Machine Learning Algorithm for Healthcare
A team of data scientists developed a Machine Learning-based system to enable Natural Language Processing in Healthcare. The system processes patient notes and predicts which category the diagnosis falls into.
Our Client is a software development company creating analytics solutions for businesses based on cutting-edge technologies. The company’s cloud-based software solutions are primarily developed using open source technologies that are platform-agnostic. Based in California, the company was founded by a group of technology veterans who have been working on developing forward-thinking software technologies in Silicon Valley for over a decade.
The Client turned to Waverley with a request to develop a Proof of Concept solution to process medical data. Based on Machine Learning and Natural Language Processing algorithms, the model would process patient notes and identify symptoms to predict which group of diseases (Psychologic, Neurologic, Musculoskeletal, etc.) the diagnosis might belong to. Per the client’s request, the team had to develop a solution and provide detailed documentation, to make sure the client’s in-house team can easily reproduce the same solution following instructions and receive the same results.

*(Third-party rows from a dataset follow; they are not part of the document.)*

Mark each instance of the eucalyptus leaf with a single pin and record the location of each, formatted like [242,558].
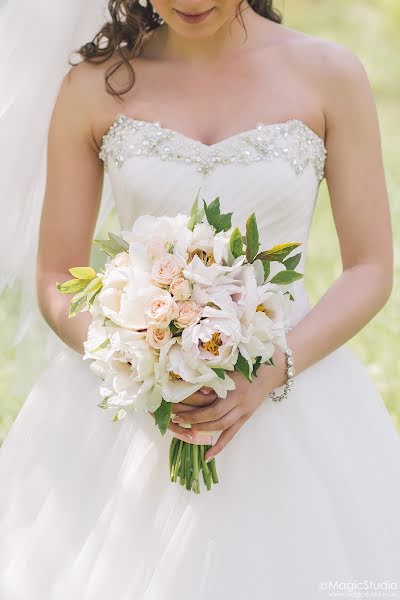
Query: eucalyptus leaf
[72,286]
[220,221]
[76,307]
[101,346]
[219,372]
[278,252]
[163,415]
[243,367]
[236,243]
[83,272]
[252,237]
[292,262]
[286,277]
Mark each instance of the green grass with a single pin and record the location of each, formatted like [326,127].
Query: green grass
[370,28]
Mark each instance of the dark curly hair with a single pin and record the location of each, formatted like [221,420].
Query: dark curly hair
[126,32]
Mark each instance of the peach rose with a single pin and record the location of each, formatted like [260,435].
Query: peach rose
[165,269]
[180,288]
[161,310]
[188,313]
[158,336]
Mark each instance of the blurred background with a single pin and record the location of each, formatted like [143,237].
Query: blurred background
[369,28]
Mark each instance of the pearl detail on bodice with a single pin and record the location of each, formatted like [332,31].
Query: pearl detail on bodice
[292,141]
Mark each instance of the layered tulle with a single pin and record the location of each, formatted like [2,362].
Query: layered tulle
[309,492]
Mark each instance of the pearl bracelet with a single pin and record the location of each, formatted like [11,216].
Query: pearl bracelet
[289,375]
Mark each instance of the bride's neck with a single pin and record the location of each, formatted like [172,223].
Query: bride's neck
[167,44]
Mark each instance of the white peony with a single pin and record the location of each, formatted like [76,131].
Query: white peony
[214,340]
[181,375]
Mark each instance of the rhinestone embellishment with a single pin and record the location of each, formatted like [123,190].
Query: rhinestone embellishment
[292,140]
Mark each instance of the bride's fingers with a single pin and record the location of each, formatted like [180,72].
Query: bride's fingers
[203,414]
[224,438]
[219,424]
[198,399]
[186,434]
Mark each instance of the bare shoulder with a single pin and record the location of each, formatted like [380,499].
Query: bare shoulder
[337,72]
[83,97]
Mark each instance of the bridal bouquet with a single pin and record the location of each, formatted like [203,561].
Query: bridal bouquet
[181,303]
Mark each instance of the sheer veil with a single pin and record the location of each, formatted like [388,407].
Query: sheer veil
[36,40]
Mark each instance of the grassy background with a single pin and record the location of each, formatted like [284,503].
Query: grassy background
[370,28]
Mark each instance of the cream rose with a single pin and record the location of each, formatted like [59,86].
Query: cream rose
[165,269]
[122,259]
[156,247]
[180,288]
[188,313]
[158,336]
[161,310]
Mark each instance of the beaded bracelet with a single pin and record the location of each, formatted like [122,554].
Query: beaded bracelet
[289,381]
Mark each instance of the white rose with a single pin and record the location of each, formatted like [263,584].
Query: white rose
[156,247]
[214,340]
[158,336]
[188,314]
[161,310]
[180,288]
[165,269]
[122,259]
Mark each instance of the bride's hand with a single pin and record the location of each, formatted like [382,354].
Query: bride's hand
[228,414]
[203,397]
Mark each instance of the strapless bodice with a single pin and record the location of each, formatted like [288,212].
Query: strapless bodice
[273,170]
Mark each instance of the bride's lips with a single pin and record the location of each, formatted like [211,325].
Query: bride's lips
[194,18]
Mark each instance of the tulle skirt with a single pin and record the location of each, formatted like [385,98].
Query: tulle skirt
[309,495]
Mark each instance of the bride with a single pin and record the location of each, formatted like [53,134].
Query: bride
[221,95]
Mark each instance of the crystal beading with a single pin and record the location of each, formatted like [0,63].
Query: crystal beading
[292,140]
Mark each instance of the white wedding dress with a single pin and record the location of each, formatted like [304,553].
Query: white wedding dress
[309,489]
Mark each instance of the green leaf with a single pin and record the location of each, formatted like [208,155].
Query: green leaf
[163,415]
[76,307]
[290,296]
[101,346]
[292,262]
[107,246]
[279,252]
[243,367]
[94,284]
[267,268]
[256,365]
[219,372]
[83,273]
[196,214]
[221,222]
[252,237]
[72,286]
[92,296]
[236,243]
[103,403]
[285,277]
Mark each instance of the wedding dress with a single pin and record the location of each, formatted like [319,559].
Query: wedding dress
[309,488]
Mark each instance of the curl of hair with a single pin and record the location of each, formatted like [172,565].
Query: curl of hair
[128,29]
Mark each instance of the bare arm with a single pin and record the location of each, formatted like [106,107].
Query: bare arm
[71,204]
[360,208]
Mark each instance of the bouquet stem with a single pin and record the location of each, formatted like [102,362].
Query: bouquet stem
[186,462]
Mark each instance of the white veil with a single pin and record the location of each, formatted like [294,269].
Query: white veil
[36,40]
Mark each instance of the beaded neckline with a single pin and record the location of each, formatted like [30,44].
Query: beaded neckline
[263,141]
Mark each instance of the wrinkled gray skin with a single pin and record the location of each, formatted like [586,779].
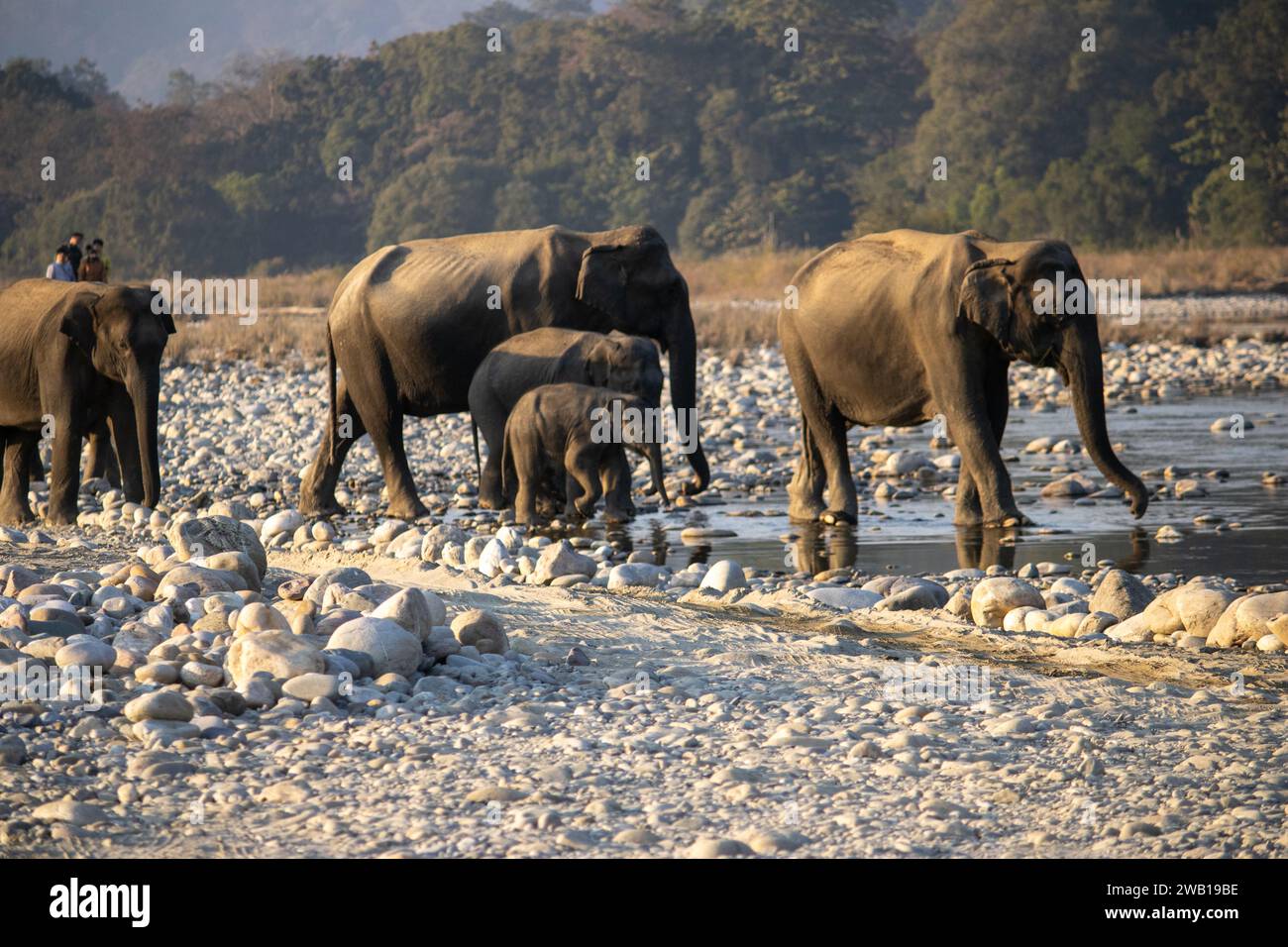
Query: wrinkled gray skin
[546,356]
[411,324]
[78,354]
[897,328]
[549,445]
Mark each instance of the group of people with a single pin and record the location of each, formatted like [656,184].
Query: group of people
[76,264]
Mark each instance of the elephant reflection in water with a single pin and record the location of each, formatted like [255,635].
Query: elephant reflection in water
[819,548]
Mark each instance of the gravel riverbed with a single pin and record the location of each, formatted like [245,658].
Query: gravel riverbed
[265,684]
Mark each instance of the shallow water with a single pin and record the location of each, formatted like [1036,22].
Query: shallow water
[917,535]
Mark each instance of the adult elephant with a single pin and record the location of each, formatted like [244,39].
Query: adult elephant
[897,328]
[72,355]
[410,325]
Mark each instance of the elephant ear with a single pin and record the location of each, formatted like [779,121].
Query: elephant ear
[986,298]
[156,303]
[601,279]
[76,320]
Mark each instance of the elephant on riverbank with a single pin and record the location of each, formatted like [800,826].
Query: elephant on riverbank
[546,356]
[554,441]
[71,356]
[897,328]
[410,325]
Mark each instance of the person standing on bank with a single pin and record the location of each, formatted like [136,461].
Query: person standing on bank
[60,268]
[75,253]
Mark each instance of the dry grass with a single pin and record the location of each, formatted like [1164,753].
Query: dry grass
[273,338]
[1186,269]
[300,290]
[735,300]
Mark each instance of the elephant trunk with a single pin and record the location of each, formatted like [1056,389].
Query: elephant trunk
[145,386]
[1081,368]
[682,346]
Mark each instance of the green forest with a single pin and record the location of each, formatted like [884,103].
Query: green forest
[780,123]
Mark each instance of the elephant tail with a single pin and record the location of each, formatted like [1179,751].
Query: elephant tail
[330,386]
[507,474]
[478,466]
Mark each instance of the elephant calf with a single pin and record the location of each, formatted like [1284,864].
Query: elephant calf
[622,363]
[555,437]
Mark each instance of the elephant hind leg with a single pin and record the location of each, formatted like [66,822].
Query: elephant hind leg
[823,437]
[805,491]
[14,508]
[581,462]
[317,491]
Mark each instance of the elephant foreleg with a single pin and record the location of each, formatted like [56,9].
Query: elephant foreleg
[618,505]
[824,460]
[490,423]
[997,405]
[528,478]
[971,427]
[581,462]
[101,459]
[317,491]
[125,438]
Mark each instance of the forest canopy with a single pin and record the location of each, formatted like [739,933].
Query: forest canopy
[747,141]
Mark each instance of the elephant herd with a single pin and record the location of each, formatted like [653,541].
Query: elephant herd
[537,331]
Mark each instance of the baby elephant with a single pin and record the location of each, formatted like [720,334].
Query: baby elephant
[555,437]
[622,363]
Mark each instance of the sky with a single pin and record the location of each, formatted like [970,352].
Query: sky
[138,43]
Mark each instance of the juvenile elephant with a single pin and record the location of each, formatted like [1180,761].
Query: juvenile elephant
[411,324]
[548,356]
[72,355]
[897,328]
[558,436]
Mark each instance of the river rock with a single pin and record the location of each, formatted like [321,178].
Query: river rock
[482,629]
[256,616]
[844,598]
[1121,594]
[561,560]
[86,652]
[277,652]
[992,598]
[159,705]
[205,536]
[307,686]
[494,560]
[635,574]
[348,577]
[286,521]
[1248,617]
[393,650]
[411,609]
[724,577]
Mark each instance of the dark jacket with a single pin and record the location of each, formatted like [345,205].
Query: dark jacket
[91,268]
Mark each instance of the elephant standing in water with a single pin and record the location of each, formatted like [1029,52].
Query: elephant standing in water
[410,325]
[897,328]
[72,355]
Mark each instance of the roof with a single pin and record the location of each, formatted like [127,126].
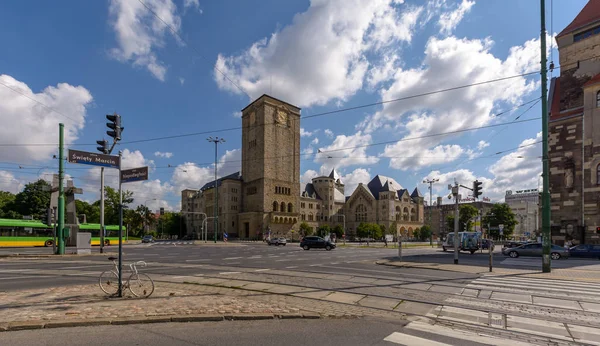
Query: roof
[211,184]
[308,190]
[379,183]
[593,81]
[416,193]
[588,15]
[335,176]
[271,97]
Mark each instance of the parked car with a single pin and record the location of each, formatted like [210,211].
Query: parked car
[310,242]
[147,239]
[585,251]
[535,250]
[277,241]
[485,244]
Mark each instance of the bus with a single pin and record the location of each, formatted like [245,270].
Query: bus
[25,233]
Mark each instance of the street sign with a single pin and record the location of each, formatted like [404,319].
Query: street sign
[134,174]
[87,158]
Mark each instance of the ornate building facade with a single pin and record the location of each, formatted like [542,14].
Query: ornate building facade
[574,141]
[268,197]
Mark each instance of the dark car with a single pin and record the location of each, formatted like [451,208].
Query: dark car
[316,242]
[585,251]
[147,239]
[535,250]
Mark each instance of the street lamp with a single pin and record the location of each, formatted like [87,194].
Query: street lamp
[216,140]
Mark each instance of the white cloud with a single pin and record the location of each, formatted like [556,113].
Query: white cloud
[308,176]
[328,43]
[482,144]
[337,156]
[304,133]
[161,154]
[351,180]
[140,33]
[449,20]
[30,122]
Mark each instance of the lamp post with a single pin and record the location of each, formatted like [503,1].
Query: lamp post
[216,140]
[430,182]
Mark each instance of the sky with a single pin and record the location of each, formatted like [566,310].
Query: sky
[371,76]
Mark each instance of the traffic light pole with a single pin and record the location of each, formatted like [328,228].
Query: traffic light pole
[546,264]
[61,192]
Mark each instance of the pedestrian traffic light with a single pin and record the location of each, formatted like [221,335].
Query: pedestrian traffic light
[103,146]
[48,219]
[477,189]
[115,125]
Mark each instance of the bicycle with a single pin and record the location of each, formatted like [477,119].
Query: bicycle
[139,284]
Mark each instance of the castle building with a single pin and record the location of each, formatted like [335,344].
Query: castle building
[268,198]
[574,126]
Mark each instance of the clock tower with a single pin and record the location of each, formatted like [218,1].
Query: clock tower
[270,166]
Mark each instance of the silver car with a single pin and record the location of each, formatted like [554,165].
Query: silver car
[535,250]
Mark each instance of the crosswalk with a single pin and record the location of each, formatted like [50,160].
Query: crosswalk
[421,333]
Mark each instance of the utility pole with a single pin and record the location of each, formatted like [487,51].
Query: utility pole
[61,192]
[430,182]
[216,140]
[546,264]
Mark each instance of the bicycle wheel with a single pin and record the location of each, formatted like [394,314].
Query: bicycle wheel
[109,282]
[141,285]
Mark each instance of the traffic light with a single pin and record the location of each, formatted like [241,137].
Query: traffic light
[48,219]
[103,146]
[477,189]
[115,125]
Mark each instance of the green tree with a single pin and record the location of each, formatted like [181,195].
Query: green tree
[306,229]
[466,213]
[425,232]
[500,214]
[91,211]
[34,200]
[338,230]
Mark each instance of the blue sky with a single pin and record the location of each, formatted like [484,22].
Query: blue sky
[80,60]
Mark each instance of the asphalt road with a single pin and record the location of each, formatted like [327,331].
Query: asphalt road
[326,332]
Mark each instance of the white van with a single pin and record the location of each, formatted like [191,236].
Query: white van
[469,241]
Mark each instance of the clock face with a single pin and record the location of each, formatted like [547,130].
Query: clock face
[281,117]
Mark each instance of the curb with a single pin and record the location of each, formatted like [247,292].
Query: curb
[31,325]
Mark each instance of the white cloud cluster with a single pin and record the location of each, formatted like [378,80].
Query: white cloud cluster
[328,43]
[140,33]
[167,155]
[32,122]
[449,20]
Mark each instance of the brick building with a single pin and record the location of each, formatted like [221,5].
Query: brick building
[574,139]
[268,197]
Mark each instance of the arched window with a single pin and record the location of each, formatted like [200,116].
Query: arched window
[361,213]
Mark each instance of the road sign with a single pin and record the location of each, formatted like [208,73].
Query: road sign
[87,158]
[134,174]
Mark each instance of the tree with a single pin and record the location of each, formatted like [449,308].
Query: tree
[466,213]
[500,214]
[306,229]
[425,232]
[338,230]
[34,200]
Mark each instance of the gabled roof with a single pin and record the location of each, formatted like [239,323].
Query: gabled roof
[211,184]
[590,14]
[416,193]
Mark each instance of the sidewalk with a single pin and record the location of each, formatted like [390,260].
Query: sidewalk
[564,274]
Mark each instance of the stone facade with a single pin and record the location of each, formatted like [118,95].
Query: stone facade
[574,138]
[269,198]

Waverley engaged a team of data scientists for the project. The team proceeded with the research, exploring various options on how to fulfill the goal until they found the optimal solution. Before entering the data into the model, they need to be processed:
- the input data undergoes a filtering process
- with the help of Google Books Ngram Dataset the term frequency score for every word is calculated to single out meaningful words
- using the Universal Sentence Encoder, word embeddings are generated
- the system transforms the data into indices and then back with the help of a special vocabulary
As a result, the system is capable of recognizing input data, determining the possible subtree, assigning it to the relevant model, which then makes a prediction as to what is the possible category of the data. The average accuracy obtained was 95%.
Machine Learning Models
Due to the vast amount of data (around 870 000 entries), our ML engineers developed 29 models to make predictions. One additional model called the Classifier was added to determine which subtree the input text belongs to, and subsequently which model should be called to work with the data. This helped to optimize the prediction process since it was impossible to fit all data entries into the storage of one model.
To increase the processing speed, the team tried running the models on multiple GPUs simultaneously, also using Tensorflow serving for predictions. This helped to streamline the predictions while maintaining the same level of accuracy.
The team in Ukraine was in constant communication with the client in the US. The team had weekly calls to discuss development issues and further steps. Engineers in Ukraine also advised the client’s in-house developers on the issues encountered during the simultaneous system reproduction. Since detailed documentation was required on the project, Waverley provided a Technical Writer to work on an on-demand basis.
The team developed a working model, optimized the processing speed and now the model is being tested on real patient data. The next steps are to create a more flexible system, fully automate data labeling and ensure the highest prediction accuracy. After that, the team will develop a user interface and introduce the solution to be used in real hospitals.